Looking at the song listing for The Beatles: Rock Band mega-karaoke game I note first the strange omission of the Strawberry Fields/Penny Lane single, but more importantly second, that with a bit of extra-track downloading, you can pretty much recreate in your living room the entire second half of Abbey Road – a sequence of songs which remains, to this day, the vertiginous peak of popular music.

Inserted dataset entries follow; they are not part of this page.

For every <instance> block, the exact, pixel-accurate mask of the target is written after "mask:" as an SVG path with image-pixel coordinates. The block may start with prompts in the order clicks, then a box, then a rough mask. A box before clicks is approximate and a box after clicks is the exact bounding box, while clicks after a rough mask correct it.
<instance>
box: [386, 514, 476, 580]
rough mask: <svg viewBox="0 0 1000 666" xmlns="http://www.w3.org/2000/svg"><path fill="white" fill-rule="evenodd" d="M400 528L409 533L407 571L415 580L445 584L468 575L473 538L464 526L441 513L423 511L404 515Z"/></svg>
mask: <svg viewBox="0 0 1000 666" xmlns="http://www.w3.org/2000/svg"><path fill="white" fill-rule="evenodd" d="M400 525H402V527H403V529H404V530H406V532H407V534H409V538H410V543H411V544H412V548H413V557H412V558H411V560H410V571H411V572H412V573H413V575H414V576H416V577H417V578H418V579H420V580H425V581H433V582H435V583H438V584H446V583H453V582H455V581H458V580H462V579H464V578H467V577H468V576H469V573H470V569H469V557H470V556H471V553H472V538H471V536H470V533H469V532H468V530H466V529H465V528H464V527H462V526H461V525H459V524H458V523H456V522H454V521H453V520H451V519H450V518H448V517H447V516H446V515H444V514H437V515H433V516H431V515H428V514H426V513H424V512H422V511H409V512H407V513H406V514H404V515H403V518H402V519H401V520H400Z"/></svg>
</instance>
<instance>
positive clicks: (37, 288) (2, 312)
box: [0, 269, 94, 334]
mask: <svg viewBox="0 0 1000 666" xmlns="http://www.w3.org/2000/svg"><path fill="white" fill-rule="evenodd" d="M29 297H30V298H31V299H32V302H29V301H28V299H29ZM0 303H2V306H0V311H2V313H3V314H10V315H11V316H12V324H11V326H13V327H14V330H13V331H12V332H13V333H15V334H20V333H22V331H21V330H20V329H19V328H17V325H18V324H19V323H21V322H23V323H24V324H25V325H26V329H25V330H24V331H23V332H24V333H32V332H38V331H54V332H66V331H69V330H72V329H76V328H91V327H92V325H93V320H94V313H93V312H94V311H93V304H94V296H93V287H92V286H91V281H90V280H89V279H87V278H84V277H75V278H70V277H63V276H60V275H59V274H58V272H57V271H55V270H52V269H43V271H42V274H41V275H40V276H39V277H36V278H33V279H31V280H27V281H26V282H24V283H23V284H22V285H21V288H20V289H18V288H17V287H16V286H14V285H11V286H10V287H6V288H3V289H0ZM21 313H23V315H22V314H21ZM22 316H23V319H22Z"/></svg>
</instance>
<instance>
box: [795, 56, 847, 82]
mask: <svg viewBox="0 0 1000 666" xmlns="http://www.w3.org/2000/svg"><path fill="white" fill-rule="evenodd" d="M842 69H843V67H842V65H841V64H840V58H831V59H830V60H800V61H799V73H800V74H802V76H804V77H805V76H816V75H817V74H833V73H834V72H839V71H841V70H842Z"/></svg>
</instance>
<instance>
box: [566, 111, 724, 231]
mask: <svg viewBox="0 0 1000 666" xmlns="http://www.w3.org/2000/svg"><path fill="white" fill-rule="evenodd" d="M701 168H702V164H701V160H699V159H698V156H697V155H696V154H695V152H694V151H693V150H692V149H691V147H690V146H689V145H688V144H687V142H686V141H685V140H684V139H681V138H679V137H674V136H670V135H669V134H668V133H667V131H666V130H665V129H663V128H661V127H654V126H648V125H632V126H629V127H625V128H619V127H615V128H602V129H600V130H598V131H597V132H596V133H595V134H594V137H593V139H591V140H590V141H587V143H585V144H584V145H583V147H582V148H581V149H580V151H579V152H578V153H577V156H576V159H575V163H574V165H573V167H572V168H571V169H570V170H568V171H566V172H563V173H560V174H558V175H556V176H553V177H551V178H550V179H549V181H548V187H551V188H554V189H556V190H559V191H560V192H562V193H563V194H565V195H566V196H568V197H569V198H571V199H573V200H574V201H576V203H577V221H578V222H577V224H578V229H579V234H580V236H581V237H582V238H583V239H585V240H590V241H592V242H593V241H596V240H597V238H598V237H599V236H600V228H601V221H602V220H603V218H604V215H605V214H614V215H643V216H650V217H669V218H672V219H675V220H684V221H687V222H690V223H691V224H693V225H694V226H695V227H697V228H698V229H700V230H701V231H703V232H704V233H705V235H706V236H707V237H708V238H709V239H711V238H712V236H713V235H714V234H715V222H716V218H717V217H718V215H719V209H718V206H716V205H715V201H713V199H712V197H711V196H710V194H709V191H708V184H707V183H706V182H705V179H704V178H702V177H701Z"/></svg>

This information increases the risk of my investing in the game a few hundred quid of what Theo Paphitis would leeringly call “my chill-a-deren’s in-a-heritance”. That said, a small voice from my past does whisper: “But why do you need a computer game for this? You and a university flatmate once played side two of Abbey Road four times in succession at maximum volume, howling, gurning, playing invisible drums, guitars, violins and bassoons throughout, after which you had a protracted and unprecedentedly pointless debate about which is the best ‘moment’ (he putting the case for the instrumental freak-out that joins Carry That Weight to The End; you arguing for the line “And so I quit the police department” , an unexpected third verse which hits you just when you’re geared up for the chorus in She Came In Through The Bathroom Window). Rock Band, surely, is just a game for people for whom air guitar is too great an imaginative leap?”

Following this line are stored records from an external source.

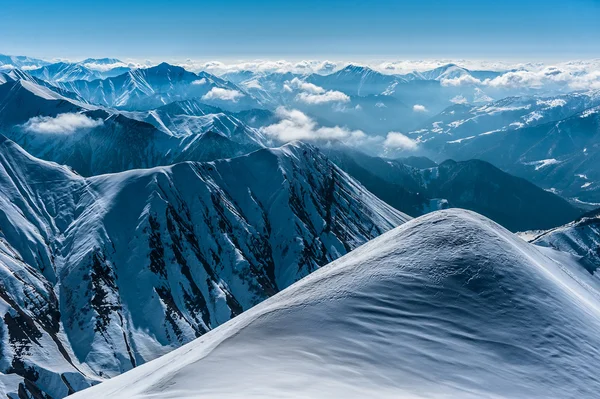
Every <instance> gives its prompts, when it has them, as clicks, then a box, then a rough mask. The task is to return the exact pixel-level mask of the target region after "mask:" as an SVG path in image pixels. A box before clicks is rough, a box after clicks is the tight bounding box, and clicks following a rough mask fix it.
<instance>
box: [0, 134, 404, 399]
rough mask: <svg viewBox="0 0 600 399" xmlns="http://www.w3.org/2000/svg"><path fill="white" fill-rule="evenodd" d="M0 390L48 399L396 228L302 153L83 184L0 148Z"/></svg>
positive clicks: (296, 150) (393, 222)
mask: <svg viewBox="0 0 600 399" xmlns="http://www.w3.org/2000/svg"><path fill="white" fill-rule="evenodd" d="M0 186H1V187H2V190H1V191H0V265H1V267H0V273H1V276H2V289H1V290H0V309H1V311H2V317H3V320H4V324H2V326H0V328H2V334H1V335H0V336H1V337H2V338H1V339H2V347H3V348H4V349H3V357H2V360H3V362H2V364H1V366H0V367H1V371H2V373H3V374H2V375H0V382H1V386H2V388H1V390H2V393H3V394H4V396H8V397H10V398H17V397H19V398H22V397H40V398H41V397H46V396H44V395H49V396H51V397H53V398H61V397H64V396H66V395H67V394H69V393H71V392H73V391H77V390H80V389H82V388H83V387H85V386H89V385H90V384H93V383H95V382H98V381H100V380H103V379H106V378H108V377H113V376H115V375H117V374H120V373H122V372H124V371H127V370H129V369H131V368H133V367H134V366H136V365H140V364H142V363H144V362H146V361H148V360H151V359H154V358H156V357H157V356H159V355H162V354H164V353H166V352H168V351H170V350H172V349H174V348H176V347H178V346H180V345H182V344H185V343H188V342H190V341H191V340H193V339H194V338H197V337H199V336H201V335H203V334H205V333H206V332H208V331H210V330H212V329H213V328H215V327H216V326H218V325H220V324H222V323H224V322H226V321H228V320H229V319H230V318H232V317H234V316H237V315H239V314H240V313H241V312H243V311H245V310H247V309H249V308H250V307H252V306H254V305H256V304H257V303H259V302H261V301H263V300H264V299H266V298H268V297H270V296H272V295H273V294H275V293H277V292H279V291H280V290H282V289H284V288H285V287H287V286H289V285H291V284H292V283H294V282H295V281H297V280H299V279H300V278H302V277H304V276H306V275H308V274H309V273H311V272H313V271H314V270H316V269H318V268H319V267H320V266H322V265H324V264H326V263H329V262H331V261H332V260H335V259H336V258H338V257H340V256H342V255H344V254H346V253H347V252H349V251H351V250H352V249H354V248H356V247H358V246H360V245H361V244H363V243H365V242H367V241H368V240H370V239H372V238H374V237H376V236H378V235H379V234H381V233H383V232H385V231H387V230H390V229H391V228H393V227H395V226H397V225H399V224H401V223H403V222H405V221H407V220H408V219H409V217H408V216H406V215H404V214H402V213H400V212H398V211H396V210H394V209H393V208H391V207H390V206H388V205H386V204H385V203H383V202H382V201H381V200H379V199H377V198H376V197H375V196H374V195H373V194H371V193H369V192H368V191H366V190H365V189H364V188H363V187H362V186H360V185H359V184H358V183H357V182H356V181H354V180H353V179H352V178H350V177H349V176H348V175H346V174H345V173H343V172H342V171H341V170H340V169H338V168H337V167H335V166H334V165H333V164H332V163H331V162H330V161H328V160H327V159H326V158H325V157H324V155H323V154H321V153H320V152H319V151H318V150H316V149H315V148H314V147H311V146H309V145H304V144H301V143H295V144H290V145H287V146H284V147H282V148H279V149H270V150H267V149H265V150H260V151H257V152H254V153H252V154H249V155H247V156H244V157H240V158H234V159H230V160H223V161H216V162H211V163H190V162H187V163H181V164H176V165H173V166H169V167H160V168H154V169H148V170H132V171H128V172H123V173H119V174H114V175H102V176H97V177H92V178H83V177H81V176H79V175H77V174H74V173H73V172H71V171H70V170H69V169H68V168H67V167H63V166H59V165H57V164H54V163H49V162H45V161H41V160H38V159H36V158H33V157H31V156H30V155H29V154H27V153H25V152H24V151H23V150H22V149H21V148H20V147H18V146H17V145H16V144H15V143H13V142H11V141H10V140H8V139H5V138H2V140H1V142H0Z"/></svg>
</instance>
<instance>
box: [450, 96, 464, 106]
mask: <svg viewBox="0 0 600 399" xmlns="http://www.w3.org/2000/svg"><path fill="white" fill-rule="evenodd" d="M450 102H451V103H454V104H466V103H467V102H468V101H467V99H466V98H465V96H460V95H459V96H455V97H453V98H451V99H450Z"/></svg>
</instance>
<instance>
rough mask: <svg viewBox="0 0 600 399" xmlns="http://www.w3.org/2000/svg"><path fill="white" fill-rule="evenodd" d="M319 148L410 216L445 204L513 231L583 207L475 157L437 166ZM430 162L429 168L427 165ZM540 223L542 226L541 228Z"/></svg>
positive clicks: (354, 152) (555, 217) (563, 220)
mask: <svg viewBox="0 0 600 399" xmlns="http://www.w3.org/2000/svg"><path fill="white" fill-rule="evenodd" d="M324 152H325V153H326V154H327V155H328V156H329V157H330V158H331V159H332V160H333V161H334V162H335V163H336V164H337V165H338V166H339V167H340V168H342V169H343V170H344V171H346V172H347V173H348V174H350V175H351V176H352V177H354V178H355V179H357V180H358V181H360V182H361V183H362V184H363V185H364V186H365V187H366V188H367V189H368V190H369V191H371V192H372V193H373V194H375V195H377V196H378V197H379V198H381V199H383V200H384V201H386V202H387V203H388V204H390V205H392V206H394V207H395V208H396V209H399V210H401V211H403V212H406V213H408V214H409V215H411V216H415V217H416V216H420V215H423V214H425V213H428V212H431V211H434V210H437V209H442V208H449V207H459V208H464V209H470V210H473V211H476V212H478V213H480V214H482V215H484V216H487V217H489V218H490V219H492V220H494V221H496V222H497V223H500V224H501V225H503V226H504V227H506V228H508V229H510V230H513V231H523V230H531V229H532V228H541V229H544V228H551V227H555V226H559V225H562V224H565V223H568V222H570V221H571V220H573V219H575V218H577V217H578V216H580V215H581V214H582V210H581V209H579V208H577V207H575V206H573V205H571V204H569V203H568V202H567V201H566V200H564V199H562V198H560V197H559V196H557V195H554V194H553V193H550V192H548V191H545V190H543V189H541V188H539V187H537V186H535V185H534V184H532V183H530V182H528V181H526V180H524V179H522V178H518V177H515V176H512V175H510V174H508V173H505V172H503V171H501V170H500V169H498V168H496V167H494V166H493V165H491V164H489V163H487V162H484V161H479V160H469V161H461V162H455V161H452V160H447V161H445V162H443V163H441V164H439V165H435V163H433V161H430V160H429V162H427V161H425V160H423V159H421V160H419V163H420V164H421V165H420V166H417V167H413V166H410V165H407V163H413V164H414V163H415V162H416V161H415V160H414V159H412V160H408V161H406V160H403V159H400V160H388V159H383V158H378V157H371V156H368V155H365V154H363V153H361V152H358V151H353V150H350V149H348V148H344V149H326V150H324ZM431 163H433V166H431ZM540 226H545V227H540Z"/></svg>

That’s one way of looking at it, sure, but then again I have played Guitar Hero and it was a blast. Round at a friend’s house for dinner, and in a reverse of the traditional way of things, the WAGs remained at table to discuss affairs of state while the gents (HABs?) went next door to do needlework or, much the same thing, muck about on the Playstation. Talk about a duck to water, I was rockin’ that thing from the off, and the fun was greatly enhanced by the fact that the only chap who couldn’t get the hang of the rhythmical button-bashing was a banker from Wales and self-proclaimed ‘pretty darn good’ amateur rock guitarist. “But I can play this in real life!” he protested, as the electronic crowd booed his hopeless stabbings at Smoke on the Water. Meanwhile the host and I were pulling Hendrix shapes and doing Quo-style synchronised axe-swinging. By the time the Welsh banker had murdered Ziggy Stardust, and then insisted that the Manic Street Preachers has asked him to join them but that he’d rejected them, the rest of us were on the carpet literally weeping with mirth.
The tipping point for the fate of my chil-a-deren’s in-a-heritance, I think, will come if they ever bring out Pixies: Rock Band. You and your musically-frustrated mates thrashing through the middle part of Trompe Le Monde would probably be something like heaven. It’s important for tone-deaf bankers and middle-managers to have these little glimpses of glory. And the six tracks from Sad Punk through to Bird Dream of the Olympus Mons is a sequence of songs which remains, to this day, the vertiginous peak of popular music.